Could there be a more damning testament to the complete and utter failure of inner-city upliftment and development programs?
- "Both Reed and Martin participated in Becoming A Man, an academic and character development program ... a safe space for young men to develop social and emotional skills". Well, that worked out well for them, didn't it? How many other participants in (particularly graduates of) that program have also been injured or killed as the result of violent crime, and/or have committed such crimes? I'm willing to bet it's more than a few.
- "Voices for Youth in Chicago Education" appears to be just another program sucking up taxpayer and community dollars while achieving little, if anything, of lasting value. Their appeal that Reed's death is "undeniably a call to invest in Black Lives" is so much arrant nonsense.

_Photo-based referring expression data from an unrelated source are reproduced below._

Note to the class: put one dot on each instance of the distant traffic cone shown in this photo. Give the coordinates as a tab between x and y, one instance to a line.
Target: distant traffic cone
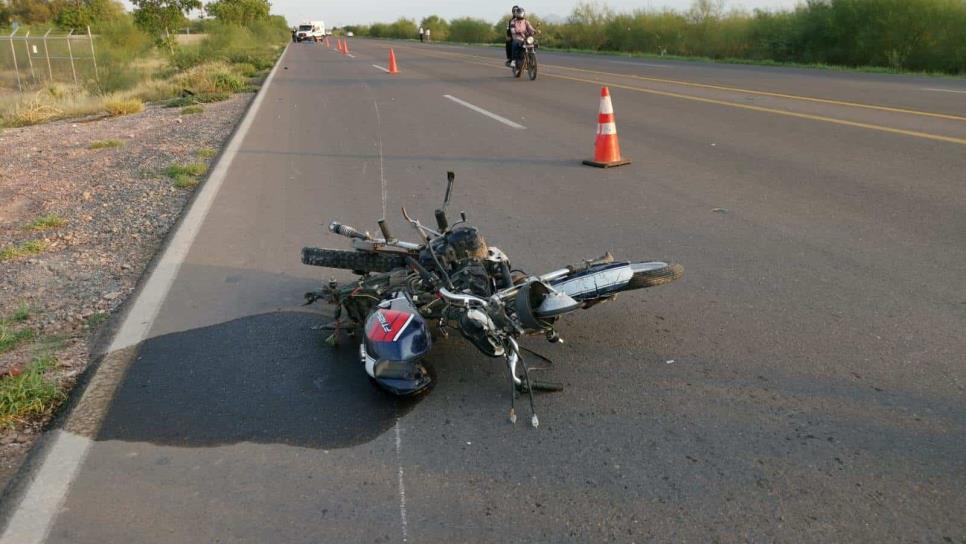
607	150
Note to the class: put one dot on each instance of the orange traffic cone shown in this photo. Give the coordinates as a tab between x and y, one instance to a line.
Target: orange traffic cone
607	150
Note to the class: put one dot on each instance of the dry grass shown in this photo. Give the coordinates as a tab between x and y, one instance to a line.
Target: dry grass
117	106
211	77
106	144
45	222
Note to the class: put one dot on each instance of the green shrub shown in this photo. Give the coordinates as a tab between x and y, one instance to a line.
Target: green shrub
189	169
470	30
48	221
29	393
24	249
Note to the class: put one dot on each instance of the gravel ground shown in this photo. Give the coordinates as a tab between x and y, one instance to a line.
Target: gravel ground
117	206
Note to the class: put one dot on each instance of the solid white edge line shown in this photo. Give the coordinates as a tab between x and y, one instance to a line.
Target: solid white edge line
943	90
489	114
36	513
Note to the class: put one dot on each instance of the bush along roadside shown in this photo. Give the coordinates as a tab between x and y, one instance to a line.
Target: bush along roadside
230	59
73	247
919	36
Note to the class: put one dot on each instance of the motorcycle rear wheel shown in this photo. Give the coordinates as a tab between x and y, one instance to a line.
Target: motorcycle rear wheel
653	278
356	261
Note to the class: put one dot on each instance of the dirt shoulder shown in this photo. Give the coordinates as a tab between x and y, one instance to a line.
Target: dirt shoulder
78	226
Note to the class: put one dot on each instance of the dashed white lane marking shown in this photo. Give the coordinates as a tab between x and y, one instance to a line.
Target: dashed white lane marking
632	63
943	90
37	511
402	485
487	113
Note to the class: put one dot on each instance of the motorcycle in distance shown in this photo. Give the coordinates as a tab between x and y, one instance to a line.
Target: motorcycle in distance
452	280
528	60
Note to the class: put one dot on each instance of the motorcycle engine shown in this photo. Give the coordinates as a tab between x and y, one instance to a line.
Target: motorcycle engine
469	261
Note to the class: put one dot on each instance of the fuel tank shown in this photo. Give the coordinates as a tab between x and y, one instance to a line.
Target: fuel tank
395	344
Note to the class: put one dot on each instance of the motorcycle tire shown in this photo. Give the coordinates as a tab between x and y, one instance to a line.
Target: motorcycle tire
653	278
356	261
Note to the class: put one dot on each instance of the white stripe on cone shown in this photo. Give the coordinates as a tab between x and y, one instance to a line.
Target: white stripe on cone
605	105
606	128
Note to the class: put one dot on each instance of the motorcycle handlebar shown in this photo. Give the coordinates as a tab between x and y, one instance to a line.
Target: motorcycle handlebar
459	299
347	231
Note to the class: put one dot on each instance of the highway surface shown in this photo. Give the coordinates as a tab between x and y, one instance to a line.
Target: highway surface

Literally tens of billions of dollars are "invested" in America's inner-city youth every single year . . . and, equally literally, there's almost never anything positive to show for it. Instead, the same old crime, violence and despair show themselves again and again and again - just as they have in this instance. As an old saying puts it (no, not Einstein - he never said it): "Insanity is doing the same thing over and over again, expecting different results". Invest more in inner-city programs? NO!!! How about first expecting - no, demanding - a measurable, enumerated, positive return on our previous investment there: and, if no such return is evident, killing the program(s) concerned once and for all? Anything else would be insane.
- "... the most violent month in Chicago in 28 years. At least 107 people were killed in July ..." Insanity, much?
America has a terrible problem in its obsession with "programs". Do we have this, or that, or the other problem in society? Let's start a program to address it! Let's throw money and propaganda and activists at the problem! Yet . . . so few of those programs produce any positive result. All they appear to do is perpetuate the problem, while paying the salaries (usually rather nice salaries) of those who run the programs. They almost never actually change lives, because they don't demand that lives should be changed. Those they're trying to help are seldom, if ever, truly challenged - bluntly, directly, without compromise - to change their outlook on life, their attitudes, and their behavior. The programs are "all hat and no cattle", to quote an idiom common here in Texas.
We won't get a handle on this sort of violence until we give young people a few hard lessons in the reality of life. Right now, they're coddled into what passes for maturity in our inner cities, but never taught right from wrong; never taught that there is, indeed, absolute truth, and that we defy it at our peril; never challenged to be better than the gang-bangers and addicts and down-and-outs that surround them. It's all "acceptance" and "tolerance" and "non-judgement" - and that's why our inner cities, and many of those who live there, are the way they are today.
I'll let Tennessee Democratic Party state representative John DeBerry speak for the rest of us. He's one of the pioneers of the civil rights movement in the 1950's and 1960's, and speaks with the authority of one who has lived, and still lives, in the midst of these problems. He understands them from the inside. He's speaking of the present social unrest, but his words apply equally well to the environment of our inner cities. I highly recommend that you spend the seven minutes it'll take to listen to his words. They're worth it.
And that's the answer to inner-city programs and community organizers . . . and to preventing the deaths of even more youths. Give them a moral and ethical foundation that will not just suggest, but demand that they change their way of life, on pain of severe consequences. In the absence of such a foundation . . . why bother? They're on a hiding to nothing. (I saw the results, time and again, when I worked as a prison chaplain.)
That won't happen, of course. Too many people are making too much money at taxpayer expense by tolerating the present carnage. They use it as leverage to fund yet more programs that feather their own nests, political, financial and otherwise. Meanwhile, for Caleb Reed and Genove Martin as for so many before them, the daily reality remains crime and death.